A assistente social do Centro de Referência em Assistência Social (CRAS) de Joinville, Viviane Salles, frisa que os jovens que cometem atos infracionais geralmente estão fora das escolas ou com uma relação estremecida com o ambiente escolar.  

“São jovens repetentes, com muitas faltas, às vezes, expulsos de alguma instituição, que não enxergam mais a escola como ambiente de aprendizagem e de perspectivas para o futuro”.

Um dos principais desafios dos CRAS é refazer esse vínculo com as escolas e atividades comunitárias. “A vida escolar é essencial para a formação do adolescente. Antes da pandemia, contávamos com toda a equipe da escola para acompanhamento desses jovens, mas agora a equipe escolar foi reduzida ao professor, que se tornou um tutor de conteúdos remoto. É quase impossível integrar a distância”, diz Viviane. 

A falta de acesso a dispositivos eletrônicos e à internet é outro problema que dificulta não só a aprendizagem como visitas e audiências on-line. Maria de Fátima, mãe do adolescente T.O, de 14 anos, que cumpre medida socioeducativa em regime fechado em uma unidade na Ilha do Governador, no Rio de Janeiro, afirma que as ligações deveriam ser semanais, mas esse direito não é efetivado.

“Não consigo contato todas as semanas, a gente liga no horário combinado com a assistente social e ninguém atende. E as primeiras ligações não eram por vídeo. Eu preferia ir lá vê-lo nem que fosse separada por um vidro”. 

Maria revela ainda que, durante as ligações, o adolescente é acompanhado por um agente que o cerceia e escolhe os ângulos da câmera. “Quando eu pergunto se há alguém doente ou como estão as medidas de segurança, o agente desvia a câmera ou a ligação cai”. Maria também diz que é possível ver pessoas sem máscaras e pequenas aglomerações. 

Para ela, um dos principais problemas é a falta de interação humana desde o processo judicial até as visitas. Na audiência virtual de seu filho, Maria conta que o áudio falhou muito e o juiz não conseguiu interpretá-lo direito. Para ela, se tivesse sido presencial, teria sido diferente. 

“O Policial Militar não teria coragem de falar aquelas mentiras se não tivesse atrás de um computador. Ele não diria aquilo olhando nos meus olhos, nos olhos do meu filho”, afirma Maria.

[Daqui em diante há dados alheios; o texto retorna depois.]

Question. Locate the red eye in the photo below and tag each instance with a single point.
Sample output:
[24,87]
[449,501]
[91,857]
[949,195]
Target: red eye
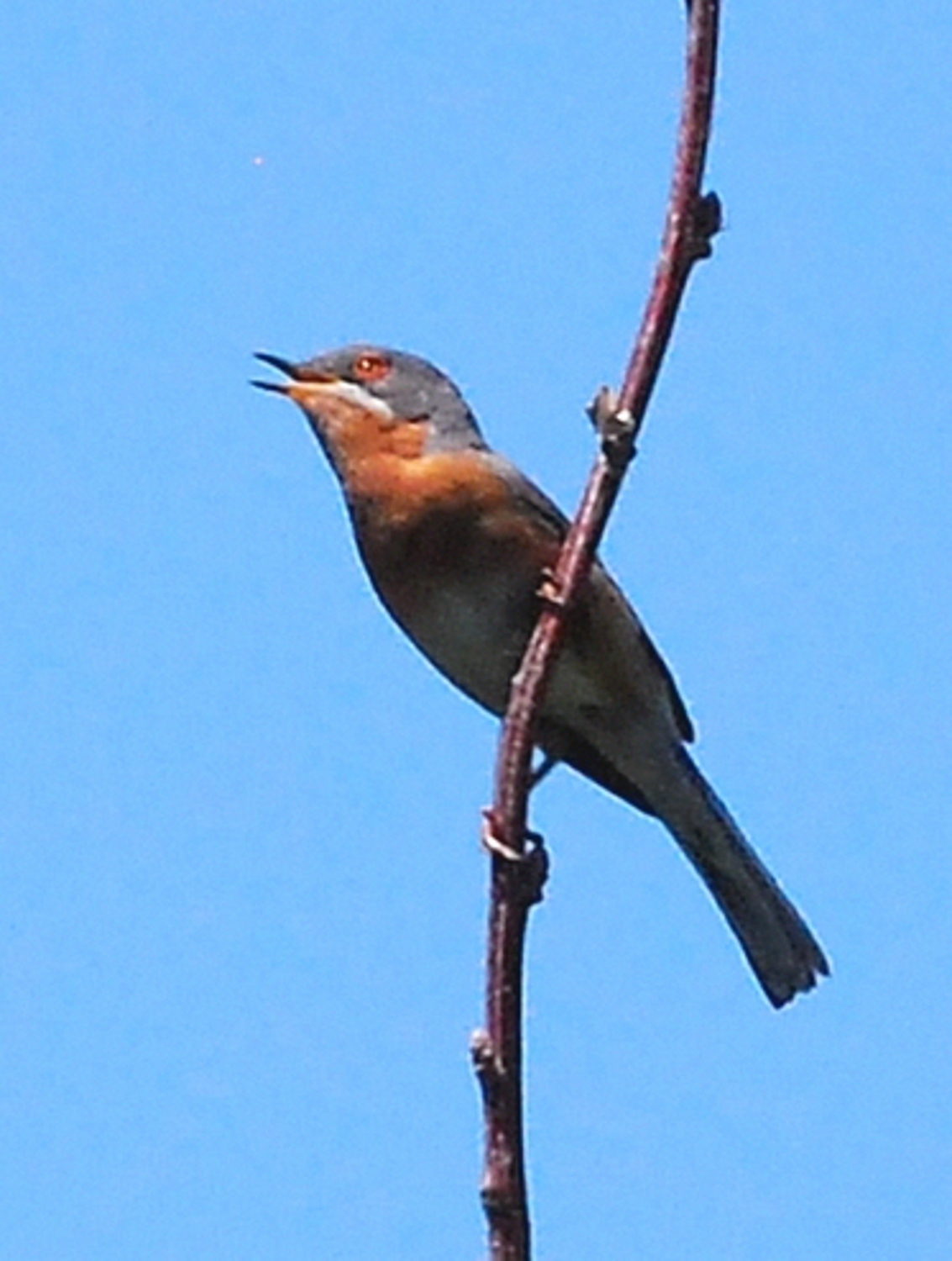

 A audiência aconteceu em julho do ano passado. Segundo a mãe, o policial responsável pela abordagem e apreensão do seu filho deu um depoimento inconsciente. “Ele disse que meu filho sempre age de forma suspeita, que ele é bipolar, que já é conhecido da polícia, ou seja, ele afirmou que a polícia persegue meu filho. Ele não disse o que é essa forma suspeita”. 

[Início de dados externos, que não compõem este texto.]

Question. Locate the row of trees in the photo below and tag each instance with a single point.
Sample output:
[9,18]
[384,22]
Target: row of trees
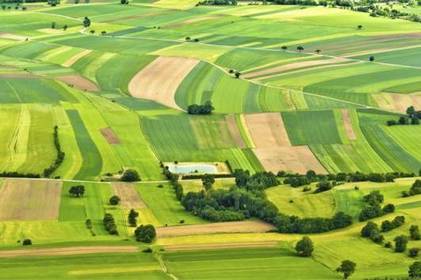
[414,190]
[247,199]
[305,248]
[59,157]
[297,180]
[204,109]
[372,207]
[412,118]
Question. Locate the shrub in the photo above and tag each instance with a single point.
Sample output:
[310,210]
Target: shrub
[130,175]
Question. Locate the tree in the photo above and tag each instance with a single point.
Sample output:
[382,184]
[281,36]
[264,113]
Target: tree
[410,111]
[130,175]
[133,214]
[414,271]
[145,233]
[401,242]
[347,267]
[114,200]
[77,191]
[27,242]
[369,229]
[86,22]
[413,252]
[414,232]
[304,247]
[208,181]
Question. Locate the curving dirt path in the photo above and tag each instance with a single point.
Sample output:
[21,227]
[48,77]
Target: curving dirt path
[160,79]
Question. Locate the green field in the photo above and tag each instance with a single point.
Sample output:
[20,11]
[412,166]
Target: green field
[313,82]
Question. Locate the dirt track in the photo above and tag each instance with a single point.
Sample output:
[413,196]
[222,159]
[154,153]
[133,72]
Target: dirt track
[160,79]
[227,227]
[67,251]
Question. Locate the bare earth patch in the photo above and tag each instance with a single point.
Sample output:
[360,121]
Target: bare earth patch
[267,130]
[267,73]
[297,159]
[78,82]
[348,125]
[227,227]
[206,246]
[29,200]
[110,136]
[130,199]
[67,251]
[273,148]
[10,36]
[160,79]
[76,57]
[234,131]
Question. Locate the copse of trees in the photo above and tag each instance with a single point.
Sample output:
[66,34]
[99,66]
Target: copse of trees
[145,233]
[247,199]
[304,247]
[77,191]
[132,217]
[412,118]
[395,223]
[414,190]
[372,207]
[130,175]
[205,109]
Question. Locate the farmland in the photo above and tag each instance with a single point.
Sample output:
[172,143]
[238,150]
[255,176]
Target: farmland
[91,91]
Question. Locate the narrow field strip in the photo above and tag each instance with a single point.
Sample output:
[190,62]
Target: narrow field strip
[227,227]
[67,251]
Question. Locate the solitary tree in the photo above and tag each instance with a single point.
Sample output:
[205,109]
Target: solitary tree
[77,191]
[304,247]
[208,181]
[114,200]
[414,232]
[145,233]
[347,267]
[86,22]
[414,271]
[133,214]
[400,243]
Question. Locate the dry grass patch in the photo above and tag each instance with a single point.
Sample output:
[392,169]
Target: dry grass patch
[130,199]
[29,199]
[267,130]
[193,247]
[160,79]
[79,82]
[273,147]
[75,58]
[110,136]
[269,72]
[227,227]
[296,159]
[348,124]
[67,251]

Maria afirma que seu filho não possui diagnóstico de bipolaridade e que há quase um ano todos os assaltos do bairro onde moram eram automaticamente ligados a ele, mesmo sem provas. “Muitas vezes a abordagem foi violenta. Quebraram a bicicleta dele, jogaram a mochila no mar porque não acharam nada. Eles queriam que ele fosse bandido, mas ele não é”,  frisa Maria. 

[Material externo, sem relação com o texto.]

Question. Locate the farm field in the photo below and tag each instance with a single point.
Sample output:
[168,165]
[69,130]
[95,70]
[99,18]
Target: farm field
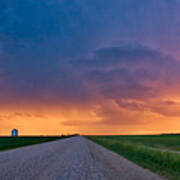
[15,142]
[159,153]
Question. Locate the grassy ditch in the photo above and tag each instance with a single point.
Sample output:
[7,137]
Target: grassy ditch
[7,143]
[165,163]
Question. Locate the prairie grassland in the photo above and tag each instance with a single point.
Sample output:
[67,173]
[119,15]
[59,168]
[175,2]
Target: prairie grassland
[15,142]
[158,153]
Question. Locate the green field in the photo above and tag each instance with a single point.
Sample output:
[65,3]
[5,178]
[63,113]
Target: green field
[15,142]
[159,153]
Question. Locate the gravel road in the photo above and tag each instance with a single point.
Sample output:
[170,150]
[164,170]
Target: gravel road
[70,159]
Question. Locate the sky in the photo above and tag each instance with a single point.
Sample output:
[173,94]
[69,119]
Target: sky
[89,67]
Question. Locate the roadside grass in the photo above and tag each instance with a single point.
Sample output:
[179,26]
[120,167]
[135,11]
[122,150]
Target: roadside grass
[165,163]
[7,143]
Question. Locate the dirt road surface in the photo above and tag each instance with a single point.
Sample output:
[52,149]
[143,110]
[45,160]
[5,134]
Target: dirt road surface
[70,159]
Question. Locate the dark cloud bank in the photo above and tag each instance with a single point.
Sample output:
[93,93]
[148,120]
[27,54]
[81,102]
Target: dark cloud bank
[63,52]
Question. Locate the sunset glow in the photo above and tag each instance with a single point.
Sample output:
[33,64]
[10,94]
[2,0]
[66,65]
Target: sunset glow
[90,67]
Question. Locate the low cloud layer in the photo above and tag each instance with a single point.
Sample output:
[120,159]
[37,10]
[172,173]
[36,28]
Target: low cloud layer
[76,66]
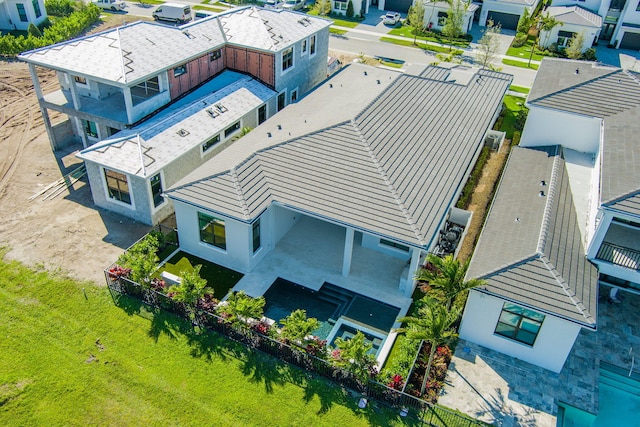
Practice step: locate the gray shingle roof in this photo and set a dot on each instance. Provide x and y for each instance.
(136, 51)
(394, 170)
(530, 250)
(575, 15)
(611, 94)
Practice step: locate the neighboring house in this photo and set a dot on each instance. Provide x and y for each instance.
(129, 172)
(574, 20)
(18, 14)
(357, 153)
(507, 13)
(579, 139)
(540, 290)
(115, 79)
(620, 20)
(435, 14)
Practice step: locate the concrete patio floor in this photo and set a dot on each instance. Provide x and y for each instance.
(311, 253)
(505, 391)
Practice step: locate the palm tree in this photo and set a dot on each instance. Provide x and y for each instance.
(447, 277)
(433, 325)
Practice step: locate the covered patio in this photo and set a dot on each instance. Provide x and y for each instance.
(312, 253)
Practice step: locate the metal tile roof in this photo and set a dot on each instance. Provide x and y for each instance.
(530, 250)
(611, 94)
(156, 142)
(575, 15)
(389, 171)
(136, 51)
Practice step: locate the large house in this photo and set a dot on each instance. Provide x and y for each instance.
(566, 216)
(150, 102)
(18, 14)
(356, 154)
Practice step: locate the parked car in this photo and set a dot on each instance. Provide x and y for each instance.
(273, 4)
(113, 5)
(174, 12)
(391, 18)
(293, 4)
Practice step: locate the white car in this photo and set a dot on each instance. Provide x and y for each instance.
(391, 18)
(113, 5)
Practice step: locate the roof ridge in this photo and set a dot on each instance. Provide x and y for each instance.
(551, 194)
(385, 177)
(241, 197)
(568, 291)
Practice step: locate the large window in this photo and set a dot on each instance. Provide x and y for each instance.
(519, 323)
(117, 186)
(156, 190)
(22, 13)
(90, 128)
(287, 59)
(36, 8)
(256, 235)
(212, 231)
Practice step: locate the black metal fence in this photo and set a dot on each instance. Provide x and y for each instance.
(410, 406)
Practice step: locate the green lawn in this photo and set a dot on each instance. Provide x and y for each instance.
(219, 278)
(520, 64)
(407, 31)
(70, 360)
(424, 46)
(524, 51)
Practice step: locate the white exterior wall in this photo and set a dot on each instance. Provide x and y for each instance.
(551, 348)
(552, 127)
(547, 38)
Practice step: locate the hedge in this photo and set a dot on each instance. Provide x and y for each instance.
(61, 30)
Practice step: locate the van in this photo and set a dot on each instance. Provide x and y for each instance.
(174, 12)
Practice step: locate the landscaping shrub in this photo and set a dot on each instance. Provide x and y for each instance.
(520, 40)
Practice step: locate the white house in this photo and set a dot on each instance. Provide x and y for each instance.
(505, 12)
(368, 163)
(18, 14)
(620, 20)
(574, 20)
(435, 14)
(568, 202)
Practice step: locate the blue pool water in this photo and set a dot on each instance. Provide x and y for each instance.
(619, 402)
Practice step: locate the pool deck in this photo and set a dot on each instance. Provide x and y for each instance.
(499, 389)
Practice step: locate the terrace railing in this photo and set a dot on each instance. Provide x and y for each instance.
(411, 406)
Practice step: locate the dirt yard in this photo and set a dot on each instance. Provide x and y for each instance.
(67, 232)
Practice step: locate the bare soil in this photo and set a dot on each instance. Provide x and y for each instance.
(67, 233)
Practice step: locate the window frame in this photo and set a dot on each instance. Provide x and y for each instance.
(161, 199)
(288, 53)
(204, 222)
(256, 234)
(112, 191)
(523, 317)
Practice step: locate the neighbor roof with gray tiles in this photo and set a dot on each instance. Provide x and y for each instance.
(530, 250)
(608, 93)
(136, 51)
(393, 168)
(145, 149)
(575, 15)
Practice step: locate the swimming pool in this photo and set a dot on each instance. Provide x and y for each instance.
(619, 402)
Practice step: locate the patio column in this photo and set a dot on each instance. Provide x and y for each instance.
(415, 260)
(348, 250)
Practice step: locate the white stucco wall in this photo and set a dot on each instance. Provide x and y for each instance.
(551, 348)
(551, 127)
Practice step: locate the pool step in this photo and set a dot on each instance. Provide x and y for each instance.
(621, 382)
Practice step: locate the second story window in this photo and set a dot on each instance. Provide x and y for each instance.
(178, 71)
(287, 59)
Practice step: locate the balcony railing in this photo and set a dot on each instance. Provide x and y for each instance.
(619, 255)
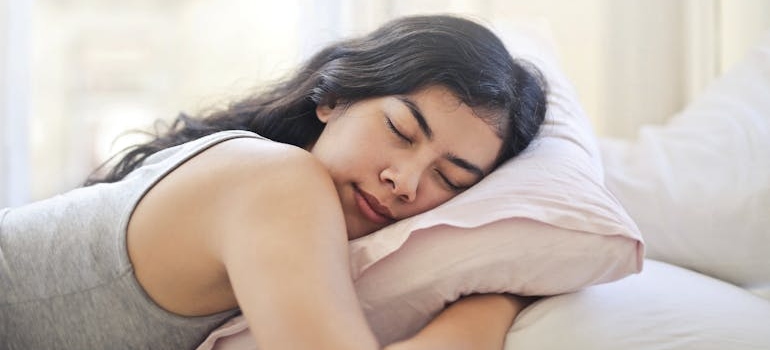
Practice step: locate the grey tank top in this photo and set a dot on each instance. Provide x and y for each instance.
(66, 281)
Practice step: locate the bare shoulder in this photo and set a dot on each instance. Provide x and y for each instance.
(239, 185)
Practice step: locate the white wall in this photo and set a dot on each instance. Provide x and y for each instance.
(14, 101)
(101, 67)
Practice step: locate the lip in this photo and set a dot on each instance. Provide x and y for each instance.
(371, 208)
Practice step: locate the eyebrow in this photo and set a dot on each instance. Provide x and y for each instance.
(417, 114)
(428, 132)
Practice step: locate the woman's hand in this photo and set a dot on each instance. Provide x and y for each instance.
(474, 322)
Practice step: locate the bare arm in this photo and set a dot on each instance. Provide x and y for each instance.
(475, 322)
(256, 225)
(286, 256)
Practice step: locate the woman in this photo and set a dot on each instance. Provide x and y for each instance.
(249, 212)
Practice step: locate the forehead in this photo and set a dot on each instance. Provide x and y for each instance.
(457, 129)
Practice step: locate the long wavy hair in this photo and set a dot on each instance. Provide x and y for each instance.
(400, 57)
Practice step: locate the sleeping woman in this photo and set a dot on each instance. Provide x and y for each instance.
(249, 209)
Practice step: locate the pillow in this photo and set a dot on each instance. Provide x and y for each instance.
(699, 187)
(541, 224)
(665, 307)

Ela se sente prejudicada pela audiência on-line e acredita que no caso de adolescentes as audiências deveriam ser presenciais. “Ele tem 14 anos, estava com medo do policial, do juiz de tudo e o fato da conexão estar ruim e ter essa distância piorou tudo”, afirma a mãe do jovem.

Maria é atendida pela Defensoria Pública do Rio de Janeiro e faz parte do grupo de mães do instituto Sou da Paz. A psicopedagoga do instituto, Ana Letícia da Silveira, diz que o período pandêmico agrava as desigualdades sociais e reforça ainda mais os estigmas sobre a juventude que está cumprindo medida socioeducativa. “Boa parte da mídia, do Estado e da sociedade civil já acha que esses jovens são bandidos e que não merecem qualquer acolhimento e políticas públicas. Em uma situação de pandemia, são jogados ainda mais para margem, um exemplo disso são os comentários da sociedade contra a compra de EPIs para as unidades”, explica Ana. 

Matéria originalmente publicada no jornal A Voz da Favela de março de 2021.